Integrity, and What It Looks Like
Published November 25, 2019
Finally, the Court turns to DOJ’s contention that, quite apart from the accepted ability of a President to invoke executive privilege to protect confidential information during the course of aides’ testimony before Congress, as a matter of law, it is the President who controls whether such aide provides any testimony whatsoever. During the motions hearing, DOJ’s counsel repeatedly emphasized that the power to invoke absolute testimonial immunity with respect to current and former senior-level aides belongs to the President. (See, e.g., Hr’g Tr. at 42:15–16 (“[T]he President owns the privilege here. So he is the owner of Mr. McGahn’s absolute immunity from compulsion[.]”), 43:4–6 (“[T]he President owns the privilege as to former officials with the same vigor with which he owns it to current officials.”), 125:5 (maintaining that immunity is “the President’s to assert”).) And when asked whether this power of the Executive is limited to such aides’ communications with Congress in particular, or also extends to preventing his aides from speaking to anyone else (e.g., the media) even after their departure from the White House, counsel indicated that while the Executive branch has “not taken a position on that,” it was “definitely not disclaiming that.” (Id. at 43:12–16.) This single exchange—which brings to mind an Executive with the power to oversee and direct certain subordinates’ communications for the remainder of their natural life—highlights the startling and untenable implications of DOJ’s absolute testimonial immunity argument, and also amply demonstrates its incompatibility with our constitutional scheme.

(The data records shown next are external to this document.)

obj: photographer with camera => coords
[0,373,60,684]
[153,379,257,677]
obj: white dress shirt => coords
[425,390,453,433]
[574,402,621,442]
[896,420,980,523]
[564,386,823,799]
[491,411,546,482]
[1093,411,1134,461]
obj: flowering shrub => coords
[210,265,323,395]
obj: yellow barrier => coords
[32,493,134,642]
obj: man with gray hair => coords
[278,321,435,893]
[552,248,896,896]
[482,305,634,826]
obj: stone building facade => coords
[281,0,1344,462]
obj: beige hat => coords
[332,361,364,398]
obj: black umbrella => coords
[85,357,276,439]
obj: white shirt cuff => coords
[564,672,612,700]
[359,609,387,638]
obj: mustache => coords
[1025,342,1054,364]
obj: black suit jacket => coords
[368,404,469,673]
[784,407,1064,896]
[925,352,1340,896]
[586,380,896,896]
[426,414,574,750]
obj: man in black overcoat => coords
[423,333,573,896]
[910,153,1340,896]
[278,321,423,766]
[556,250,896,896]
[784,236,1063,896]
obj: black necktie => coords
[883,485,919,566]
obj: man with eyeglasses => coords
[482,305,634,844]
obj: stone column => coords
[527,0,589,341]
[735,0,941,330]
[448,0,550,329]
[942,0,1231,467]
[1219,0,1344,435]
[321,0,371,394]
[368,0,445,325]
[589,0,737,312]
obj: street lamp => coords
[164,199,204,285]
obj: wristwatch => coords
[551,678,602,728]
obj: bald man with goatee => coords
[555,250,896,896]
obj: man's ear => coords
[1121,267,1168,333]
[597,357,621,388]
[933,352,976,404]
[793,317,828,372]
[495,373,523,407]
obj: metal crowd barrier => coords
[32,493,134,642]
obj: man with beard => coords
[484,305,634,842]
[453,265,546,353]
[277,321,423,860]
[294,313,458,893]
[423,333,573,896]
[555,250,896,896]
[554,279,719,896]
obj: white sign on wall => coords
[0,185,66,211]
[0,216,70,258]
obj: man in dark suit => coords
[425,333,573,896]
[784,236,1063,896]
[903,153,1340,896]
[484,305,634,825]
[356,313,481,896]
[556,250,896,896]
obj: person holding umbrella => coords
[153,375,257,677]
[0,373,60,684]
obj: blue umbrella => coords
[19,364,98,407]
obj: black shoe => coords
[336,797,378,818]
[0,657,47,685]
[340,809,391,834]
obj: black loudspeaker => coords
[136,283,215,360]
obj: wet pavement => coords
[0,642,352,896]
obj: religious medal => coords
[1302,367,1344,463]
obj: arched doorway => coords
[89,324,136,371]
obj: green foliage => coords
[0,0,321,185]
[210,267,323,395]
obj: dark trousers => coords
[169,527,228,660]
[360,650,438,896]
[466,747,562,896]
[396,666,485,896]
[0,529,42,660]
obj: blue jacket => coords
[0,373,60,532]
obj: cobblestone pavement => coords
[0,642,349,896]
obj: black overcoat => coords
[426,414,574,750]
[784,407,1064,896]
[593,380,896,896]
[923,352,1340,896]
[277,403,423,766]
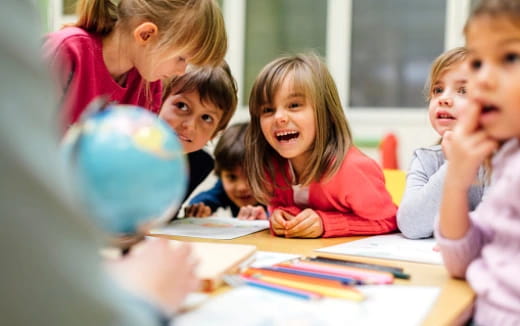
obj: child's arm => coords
[439,106,498,239]
[435,107,498,277]
[237,205,267,220]
[397,149,446,239]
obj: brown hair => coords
[162,61,237,136]
[213,122,249,176]
[245,54,352,203]
[74,0,227,66]
[424,47,468,102]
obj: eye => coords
[260,106,274,114]
[504,52,520,63]
[469,59,482,70]
[173,101,190,112]
[201,114,215,123]
[432,86,444,95]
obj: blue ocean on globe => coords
[63,105,187,235]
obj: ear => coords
[133,22,159,45]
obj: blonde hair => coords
[162,61,238,136]
[74,0,227,66]
[464,0,520,185]
[245,54,352,203]
[464,0,520,33]
[424,47,468,102]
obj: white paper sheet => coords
[314,233,442,265]
[244,250,301,268]
[150,217,269,240]
[175,285,439,326]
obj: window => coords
[241,0,327,105]
[349,0,446,108]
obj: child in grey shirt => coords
[397,47,485,239]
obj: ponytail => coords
[74,0,117,35]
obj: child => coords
[245,55,396,238]
[397,47,485,239]
[185,123,267,220]
[159,62,237,215]
[435,0,520,325]
[0,0,197,326]
[44,0,227,129]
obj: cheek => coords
[260,118,271,139]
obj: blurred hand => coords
[184,203,211,217]
[269,209,294,236]
[106,238,199,315]
[441,130,453,160]
[285,208,324,238]
[237,205,267,220]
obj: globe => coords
[63,105,187,236]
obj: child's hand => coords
[107,239,198,314]
[184,203,211,217]
[269,209,294,236]
[285,208,324,238]
[442,103,498,190]
[237,205,267,220]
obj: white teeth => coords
[276,131,298,136]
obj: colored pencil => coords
[275,260,394,284]
[242,268,356,288]
[308,256,410,280]
[249,276,364,301]
[262,266,363,285]
[241,276,321,300]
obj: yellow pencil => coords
[255,275,365,301]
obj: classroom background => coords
[39,0,477,170]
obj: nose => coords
[439,96,453,107]
[237,179,249,193]
[181,117,195,130]
[274,108,288,124]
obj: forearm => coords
[439,170,470,240]
[397,165,446,239]
[316,210,397,238]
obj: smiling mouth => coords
[275,131,300,142]
[481,104,499,114]
[177,134,191,143]
[437,112,456,120]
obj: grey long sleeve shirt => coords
[397,145,485,239]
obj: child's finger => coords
[454,101,480,134]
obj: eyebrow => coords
[468,37,520,55]
[499,37,520,45]
[287,93,305,98]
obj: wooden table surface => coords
[152,230,475,326]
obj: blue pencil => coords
[242,276,321,300]
[260,266,364,285]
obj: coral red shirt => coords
[43,27,162,128]
[269,146,397,238]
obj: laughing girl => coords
[245,54,396,238]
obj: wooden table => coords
[154,230,475,326]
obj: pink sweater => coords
[43,27,162,128]
[435,139,520,325]
[269,146,397,238]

Stated simply, the primary takeaway from the past 250 years of recorded American history is that Presidents are not kings. See The Federalist No. 51 (James Madison); The Federalist No. 69 (Alexander Hamilton); 1 Alexis de Tocqueville, Democracy in America 115–18 (Harvey C. Mansfield & Delba Winthrop eds. & trans., Univ. of Chicago Press 2000) (1835). This means that they do not have subjects, bound by loyalty or blood, whose destiny they are entitled to control. Rather, in this land of liberty, it is indisputable that current and former employees of the White House work for the People of the United States, and that they take an oath to protect and defend the Constitution of the United States. Moreover, as citizens of the United States, current and former senior-level presidential aides have constitutional rights, including the right to free speech, and they retain these rights even after they have transitioned back into private life.